La Déclaration, qui compte 28 articles en plus d’un préambule, a été patiemment élaborée dès l’année 2002. Des représentants des 190 pays membres de l’UNESCO ont été invités à participer à sa formulation. Mme Jean s’est elle-même rendue en Turquie, en Lituanie, au Mexique et en Iran afin de suivre les débats qui entouraient sa rédaction. «Un comité d’une vingtaine de personnes a été chargé d’en rédiger une version qui, par la suite, a été discutée en comités nationaux. Puis, nous avons organisé deux rencontres d’une semaine pour en préciser la teneur.»

Le texte définitif, que l’organisme international décrit comme «un cadre cohérent de principes et de procédures qui pourront inspirer les États pour la mise en place de leurs politiques, législations et codes d’éthique», aurait pu ne jamais voir le jour tant les intervenants étaient nombreux à y mettre leur grain de sel. «Même si l’on n’obtenait jamais de consensus, je me disais que l’exercice en valait la peine, mentionne la présidente du CIB. Pendant plusieurs mois, nous avons parlé d’éthique, de droit, de justice et de science dans des forums nationaux et internationaux. C’était déjà quelque chose.»

Or, la Déclaration a été adoptée sans opposition à la 33e séance de la Conférence générale de l’UNESCO, à Paris. Même les États-Unis l’ont approuvée!

Éthique et responsabilité sociale

En plus des articles sur le respect de la dignité humaine et de l’autonomie, sur les droits de la personne et sur le consentement éclairé, qui constituent les fondements d’un tel document, la Déclaration innove avec une disposition sur la «responsabilité sociale». «L’article 14 résulte d’une préoccupation exprimée par les représentants des pays en développement, explique l’éthicienne. Ils nous disaient: “C’est bien beau la biotechnologie et la protéomique, mais nous, nous manquons d’eau et de médicaments.”»

Cet article mentionne que le progrès des sciences et des technologies devrait «favoriser l’accès à une alimentation et un approvisionnement en eau adéquats». Il devrait aussi permettre l’accès à des soins de santé de qualité et à des médicaments, «notamment dans l’intérêt des femmes et des enfants, car la santé est essentielle à la vie même et doit être considérée comme un bien social et humain».

L’article 14 souhaite de plus que la science rende possible l’amélioration des conditions de vie et de l’état de l’environnement et appelle à «la réduction de la pauvreté et de l’analphabétisme».

Malgré tout, la présidente du CIB insiste pour dire que cette déclaration demeure centrée sur l’essentiel. «Nous n’avons pas débordé sur la protection de la biosphère ou sur la marchandisation de l’eau. Nous sommes demeurés axés sur l’être humain.»

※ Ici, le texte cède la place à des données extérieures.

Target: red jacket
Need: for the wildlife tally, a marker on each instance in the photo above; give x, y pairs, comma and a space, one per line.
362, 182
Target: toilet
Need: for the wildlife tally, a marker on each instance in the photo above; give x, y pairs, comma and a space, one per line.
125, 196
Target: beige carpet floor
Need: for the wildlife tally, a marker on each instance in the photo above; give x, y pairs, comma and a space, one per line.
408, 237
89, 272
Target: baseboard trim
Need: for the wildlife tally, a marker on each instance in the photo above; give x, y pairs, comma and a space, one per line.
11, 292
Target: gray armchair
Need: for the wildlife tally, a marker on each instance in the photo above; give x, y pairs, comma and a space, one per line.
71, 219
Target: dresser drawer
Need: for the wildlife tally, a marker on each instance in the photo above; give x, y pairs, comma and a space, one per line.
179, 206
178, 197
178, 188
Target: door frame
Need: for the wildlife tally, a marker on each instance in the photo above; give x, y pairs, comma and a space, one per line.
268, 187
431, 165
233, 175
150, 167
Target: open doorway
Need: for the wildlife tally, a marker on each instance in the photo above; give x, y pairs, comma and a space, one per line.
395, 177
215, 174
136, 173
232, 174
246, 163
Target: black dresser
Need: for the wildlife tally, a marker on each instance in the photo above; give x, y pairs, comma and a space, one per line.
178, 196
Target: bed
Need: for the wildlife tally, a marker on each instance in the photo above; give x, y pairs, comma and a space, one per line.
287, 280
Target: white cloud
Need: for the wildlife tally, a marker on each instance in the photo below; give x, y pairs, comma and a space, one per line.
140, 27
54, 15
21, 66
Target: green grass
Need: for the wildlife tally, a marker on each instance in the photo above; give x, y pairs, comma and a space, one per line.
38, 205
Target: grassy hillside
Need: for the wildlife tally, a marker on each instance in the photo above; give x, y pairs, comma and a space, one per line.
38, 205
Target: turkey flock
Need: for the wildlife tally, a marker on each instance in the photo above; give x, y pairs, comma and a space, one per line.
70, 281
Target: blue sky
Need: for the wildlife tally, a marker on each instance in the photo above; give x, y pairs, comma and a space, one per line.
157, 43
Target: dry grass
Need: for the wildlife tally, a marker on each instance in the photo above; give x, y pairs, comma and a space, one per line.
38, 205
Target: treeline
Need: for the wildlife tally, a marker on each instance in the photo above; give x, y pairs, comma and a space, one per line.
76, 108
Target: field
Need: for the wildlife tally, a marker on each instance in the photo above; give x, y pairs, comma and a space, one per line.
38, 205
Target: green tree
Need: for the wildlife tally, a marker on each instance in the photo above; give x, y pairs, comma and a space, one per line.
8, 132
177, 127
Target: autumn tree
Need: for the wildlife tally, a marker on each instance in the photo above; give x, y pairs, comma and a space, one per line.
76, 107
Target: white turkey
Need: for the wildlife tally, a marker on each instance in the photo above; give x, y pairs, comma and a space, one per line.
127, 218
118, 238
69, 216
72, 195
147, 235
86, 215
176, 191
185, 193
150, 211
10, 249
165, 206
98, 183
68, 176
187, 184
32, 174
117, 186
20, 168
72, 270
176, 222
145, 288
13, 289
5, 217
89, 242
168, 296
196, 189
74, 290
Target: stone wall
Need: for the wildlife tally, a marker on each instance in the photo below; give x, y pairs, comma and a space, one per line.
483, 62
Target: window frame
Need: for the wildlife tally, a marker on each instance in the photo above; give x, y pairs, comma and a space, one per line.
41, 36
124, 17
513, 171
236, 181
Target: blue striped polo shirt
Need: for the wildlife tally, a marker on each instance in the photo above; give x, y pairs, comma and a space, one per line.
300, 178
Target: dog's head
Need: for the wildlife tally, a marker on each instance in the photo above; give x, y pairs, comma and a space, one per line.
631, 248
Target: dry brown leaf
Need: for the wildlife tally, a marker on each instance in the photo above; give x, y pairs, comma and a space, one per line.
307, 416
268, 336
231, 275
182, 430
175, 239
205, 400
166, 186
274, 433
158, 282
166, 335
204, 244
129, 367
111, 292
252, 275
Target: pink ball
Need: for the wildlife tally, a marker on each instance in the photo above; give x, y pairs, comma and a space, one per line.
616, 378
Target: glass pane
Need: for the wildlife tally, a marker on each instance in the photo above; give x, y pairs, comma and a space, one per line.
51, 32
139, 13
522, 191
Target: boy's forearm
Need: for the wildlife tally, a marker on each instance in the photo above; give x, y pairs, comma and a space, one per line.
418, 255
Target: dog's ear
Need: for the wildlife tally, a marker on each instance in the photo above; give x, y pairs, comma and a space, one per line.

Mission accomplie, donc, pour l’UNESCO. Mais Mme Jean tient à souligner que cette déclaration constitue un moyen, non une fin. Et le cadre légal est loin d’être achevé. Certaines balises éthiques doivent être approuvées universellement pour éviter que le chercheur à qui l’on interdit certains travaux dans son pays n’ait qu’à déménager son laboratoire dans un pays plus permissif pour entreprendre ses recherches. De tels paradis scientifiques où par exemple le clonage humain est possible sans aucune restriction existent déjà.

Retour à Montréal

Bien qu’on lui attribue de plus en plus le titre d’éthicienne, Michèle Stanton Jean est historienne de formation (elle est spécialiste de l’histoire des femmes) puis andragogue. Entre 1980 et 1982, elle a présidé une commission d’étude sur la formation professionnelle connue sous le nom de commission Jean. Cette expérience l’a amenée à siéger à divers comités nationaux et internationaux qui l’ont tout naturellement conduite vers la fonction publique. Après avoir été sous-ministre au ministère du Revenu du Québec, puis à Emploi et Immigration Canada, au Secrétariat d’État et à Santé Canada, elle a représenté le pays à Bruxelles de 1998 à 2000. C’est à cette occasion qu’elle a été invitée à se joindre au CIB, qu’elle préside depuis 2002.

En 2000, Mme Jean accepte un poste de conseillère en développement de programme à la Faculté des études supérieures à la demande du doyen de l’époque, Louis Maheu. Depuis octobre dernier, elle a déposé ses valises au CRDP sur l’invitation de Bartha Maria Knoppers. Cette mère de quatre enfants et grand-mère de huit petits-enfants se dit très heureuse de vivre à Montréal, où elle a retrouvé son alma mater.